My personal, limited, understanding:
Right mindfulness is rooted in always feeling the body. This means continuous awareness of sensations in 1) lower abdomen and hips, 2) chest and diaphragm, 3) neck and shoulders, 4) feet.
Mindfulness of body is expressed in your posture and in how you move. Your posture and movements should be royal. This means, relaxed, smooth, precise, elegant, and doubtless. You must always be very comfortable, but not sloppy.
The next component of right mindfulness is simplicity. This means not worrying about too many things. Instead of running around the court chasing the balls, you let reality serve you the ball, and you handle them, while trusting your fundamental sanity.

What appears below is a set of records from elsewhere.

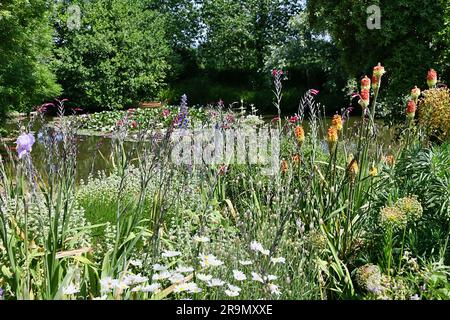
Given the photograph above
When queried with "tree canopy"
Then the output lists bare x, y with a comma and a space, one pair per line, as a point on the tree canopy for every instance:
26, 77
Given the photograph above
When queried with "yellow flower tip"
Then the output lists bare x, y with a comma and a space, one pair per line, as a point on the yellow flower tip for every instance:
336, 122
353, 169
390, 160
299, 134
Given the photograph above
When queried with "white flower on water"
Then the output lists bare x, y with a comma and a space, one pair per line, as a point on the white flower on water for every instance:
136, 263
232, 293
71, 289
154, 288
193, 288
107, 284
215, 283
161, 276
209, 261
183, 269
257, 277
274, 289
234, 288
122, 286
201, 239
170, 254
278, 260
204, 277
134, 279
180, 288
158, 267
256, 246
239, 275
176, 278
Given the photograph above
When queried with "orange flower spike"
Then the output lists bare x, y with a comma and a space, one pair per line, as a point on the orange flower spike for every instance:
379, 71
375, 83
411, 109
415, 93
284, 166
337, 122
365, 83
432, 78
300, 134
332, 138
365, 98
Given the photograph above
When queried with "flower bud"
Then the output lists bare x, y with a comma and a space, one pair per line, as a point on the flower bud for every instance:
365, 83
432, 78
375, 83
337, 122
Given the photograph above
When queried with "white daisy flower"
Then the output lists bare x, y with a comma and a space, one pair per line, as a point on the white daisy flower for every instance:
136, 263
134, 279
71, 289
180, 288
257, 277
193, 288
209, 261
256, 246
182, 269
161, 276
215, 283
158, 267
170, 254
176, 278
154, 287
239, 275
204, 277
107, 284
278, 260
234, 288
274, 289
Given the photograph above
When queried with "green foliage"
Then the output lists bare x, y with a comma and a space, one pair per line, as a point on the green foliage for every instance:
26, 77
117, 58
405, 42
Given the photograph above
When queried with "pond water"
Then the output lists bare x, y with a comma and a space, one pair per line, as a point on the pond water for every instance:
93, 149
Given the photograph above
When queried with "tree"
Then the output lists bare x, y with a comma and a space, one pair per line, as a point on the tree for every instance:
404, 44
26, 77
118, 56
240, 34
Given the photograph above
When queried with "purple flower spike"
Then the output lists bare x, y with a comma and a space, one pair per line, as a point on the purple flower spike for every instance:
25, 143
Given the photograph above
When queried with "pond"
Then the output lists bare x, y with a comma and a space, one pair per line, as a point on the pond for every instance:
94, 149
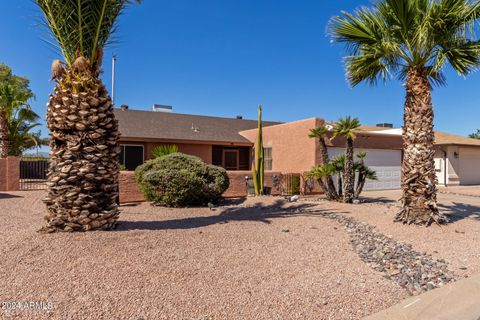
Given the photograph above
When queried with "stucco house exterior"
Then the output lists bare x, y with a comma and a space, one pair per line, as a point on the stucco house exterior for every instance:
229, 142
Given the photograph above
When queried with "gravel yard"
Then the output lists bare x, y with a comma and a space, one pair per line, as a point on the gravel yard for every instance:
247, 260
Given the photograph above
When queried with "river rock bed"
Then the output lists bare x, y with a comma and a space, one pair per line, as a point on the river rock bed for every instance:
416, 272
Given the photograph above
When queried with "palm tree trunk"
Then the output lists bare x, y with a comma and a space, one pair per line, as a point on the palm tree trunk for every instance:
83, 171
4, 141
329, 185
348, 174
360, 185
418, 168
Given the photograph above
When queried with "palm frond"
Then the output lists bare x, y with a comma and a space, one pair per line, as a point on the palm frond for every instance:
396, 35
82, 27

To add some sophistication to the above, right mindfulness involves changing your frame of reference, from seeing this world as container of people competing for success, to seeing this world as energy, mind, karma. Energy fluctuates and animates, mind receives sensory stimuli, these interact with previous impressions, triggering recognition of objects, these trigger impulses, impulses are dukkha, acting on impulses we seed the seeds that keep the wheel rolling in the same track. So with right mindfulness we have to learn to measure everything with the yardstick of Dharma. We leave the regular world, and immigrate the world of Dharma, where everything looks different and people speak a different language.
As the above is established, the main part of right mindfulness is stalking your ego, stalking your attachments. This involves a very critical, very sincere attitude towards oneself, almost harsh. You watch your mind every second of every minute of every hour for any signs of idolizing anything, making anything all-important: money, success, relationship, respect, spiritual achievement, stability, comfort, fairness, honesty, intelligence, Buddhism -- anything at all. The other side of this is watching your ego for attempts to defend/promote itself. First, you can identify these situations by the negative emotions that arise, and by letting go of attachments watch the emotions subside. Then you will be able to detect the attachments earlier, before emotions arise.
Doing the above, over time you should develop mindfulness of energy in and around you. Is situation balanced or is it skewed. Whenever there is an energy problem, you know you will get in trouble sooner or later. So you learn to maintain your cloud in good shape.
Finally, right mindfulness involves developing the feeling of trust towards your judgement. This trust is based on the fundamental mistrust of your ego, with its tricks and its ability to turn the best Dharma into food for itself. It also is based on simplicity. It is also based on mindfulness of body. It is also based on the dharmic frame of reference. It is also based on awareness of energy. Once all of the above comes together, you know you can trust yourself, which means you can put things on autopilot. You let your fundamental sanity drive. Then right mindfulness becomes effortless, you can't loose it. This is when calm and joy come.